African Centre for Media Excellence (ACME) condemns the high-handed manner in which the state has treated the directors and editors of Red Pepper, who have been in detention for two weeks.

In a press statement issued on Thursday, ACME says the continued shutdown of Red Pepper and its affiliate titles and radio station, the prolonged detention and delay to consider and rule on the bail application of the five directors and three editors who have been in detention since 21 November is not justifiable.

On Tuesday 5 December 2017, a magistrate’s court sent the eight back to jail for another 14 days as it considers their bail application.

The Red Pepper officials were last week charged with several counts of sedition, offensive communication and publishing information “prejudicial to national security” following the publication of a story in the newspaper’s 20 November 2017 edition titled, “M7 plotting to overthrow Kagame – Rwanda”.

“The prolonged detention of the eight and the closure of their business is not only disproportionate to the offences preferred, but also appears to be a calculated ploy to intimidate the Red Pepper and the entire media fraternity in Uganda,” said Dr Peter Mwesige, the ACME executive director.

“These actions have a chilling effect on the exercise of the right to press freedom and the wider rights to freedom of expression and speech, which are guaranteed by the Constitution,” Dr Mwesige added.

Below is ACME’s detailed statement;

Some Ugandans who may not agree with Red Pepper’s methods of work, tone and choice of content think this serves the publishers of the tabloid right. This is a narrow and unfortunate reading of what is happening. The move against Red Pepper is part of a pattern of state actions geared at silencing dissent and free speech.

Those who are celebrating the silencing of Red Pepper should also remember that some of the offences preferred against the directors and editors, such as “offensive communication”, are as much a threat to ordinary Ugandans who are increasingly using computer-assisted communication.

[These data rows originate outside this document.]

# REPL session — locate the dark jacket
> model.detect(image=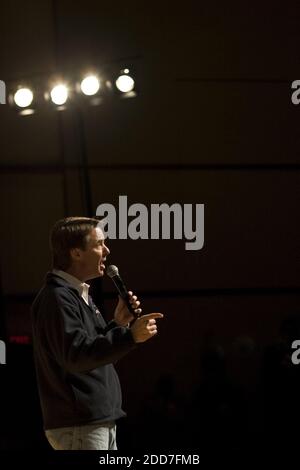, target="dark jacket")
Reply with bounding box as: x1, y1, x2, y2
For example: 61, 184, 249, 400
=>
31, 273, 135, 429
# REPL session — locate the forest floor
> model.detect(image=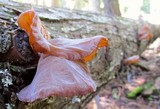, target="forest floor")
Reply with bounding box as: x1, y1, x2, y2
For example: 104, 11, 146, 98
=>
86, 37, 160, 109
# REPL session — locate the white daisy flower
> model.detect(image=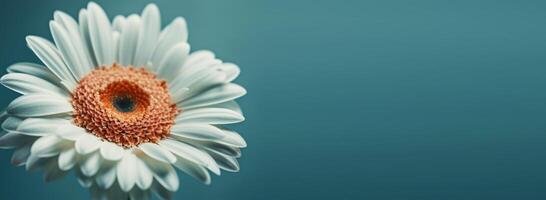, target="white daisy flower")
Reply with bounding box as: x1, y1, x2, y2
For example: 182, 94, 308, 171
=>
0, 2, 246, 200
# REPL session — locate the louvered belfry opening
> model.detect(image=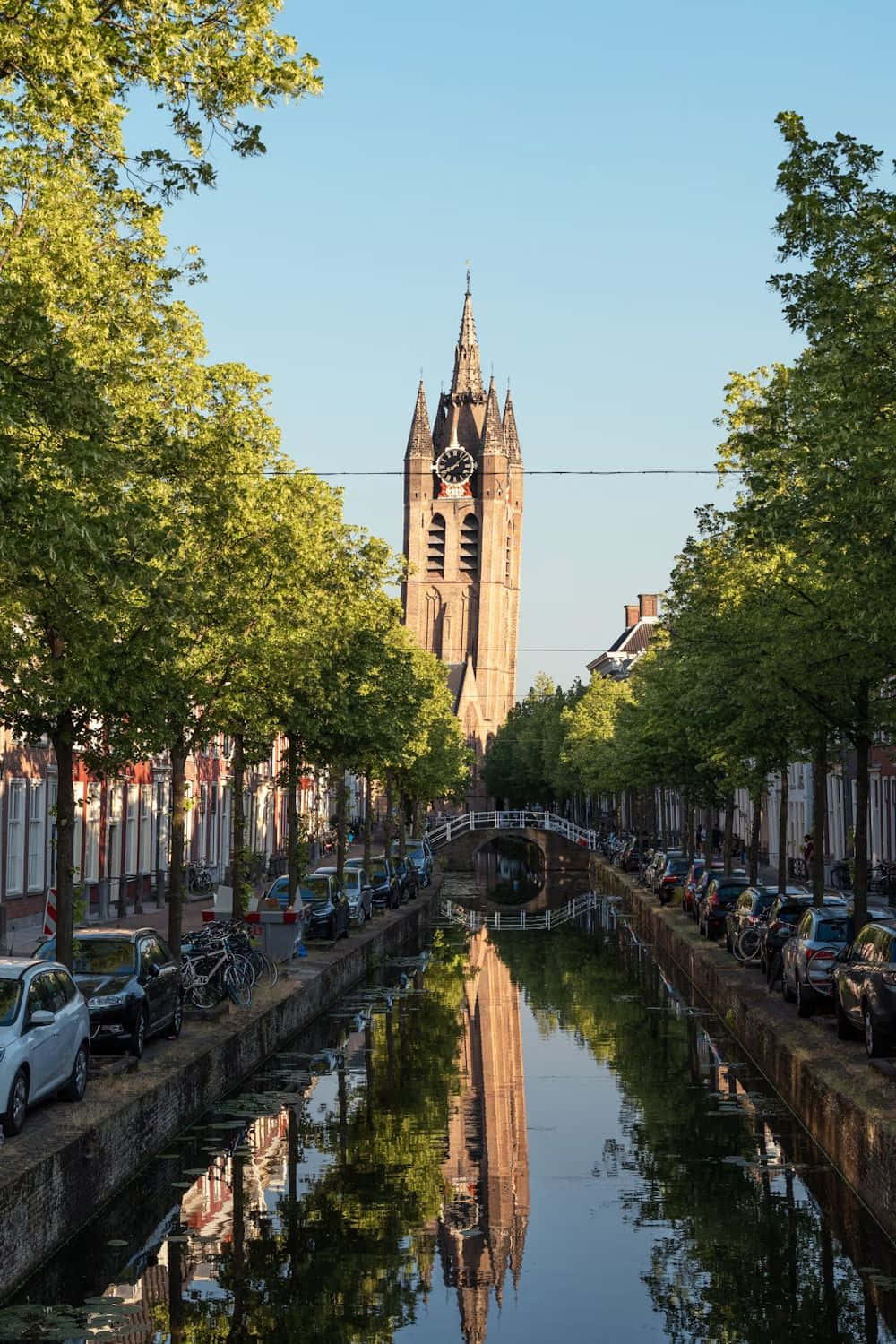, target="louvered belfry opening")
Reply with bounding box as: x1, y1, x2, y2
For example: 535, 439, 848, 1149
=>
461, 513, 479, 580
426, 513, 444, 578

If these charges are allowed to stand against Red Pepper, we shall all be in trouble because they can be easily preferred and allowed to stand against any of us.

Our defence of Red Pepper is not to endorse its approach to journalism, but rather to highlight what our Supreme Court has called “the greater danger of smothering alternative views of fact or opinion”.

It was the same court that said that the great benefit that society derives from the exercise of freedom of expression by citizens justifies the tolerance of that freedom “even in respect of demonstrably untrue and alarming statements rather than to suppress it”.

ACME remains a champion of excellence in journalism, and in particular supports the exercise of high journalistic standards that uphold accuracy, verification, fairness, and context.

However, we condemn the criminalisation of publication simply because our leaders or sections of society are not comfortable with the ideas disseminated or that their “peace” will be disturbed.

We are also aware that the fundamental rights enshrined in our Constitution are not absolute. But the limitations on the exercise of these rights must not only be legal, but also “reasonable and demonstrably justifiable in a free and democratic society”.

“The state’s actions against Red Pepper are neither reasonable nor justifiable in a free and democratic society,” Dr Mwesige said. “We call upon Ugandan journalists, media owners, civil society actors, politicians and all those who believe in the freedom of speech to stand with Red Pepper even if some do not like how they do their journalism.”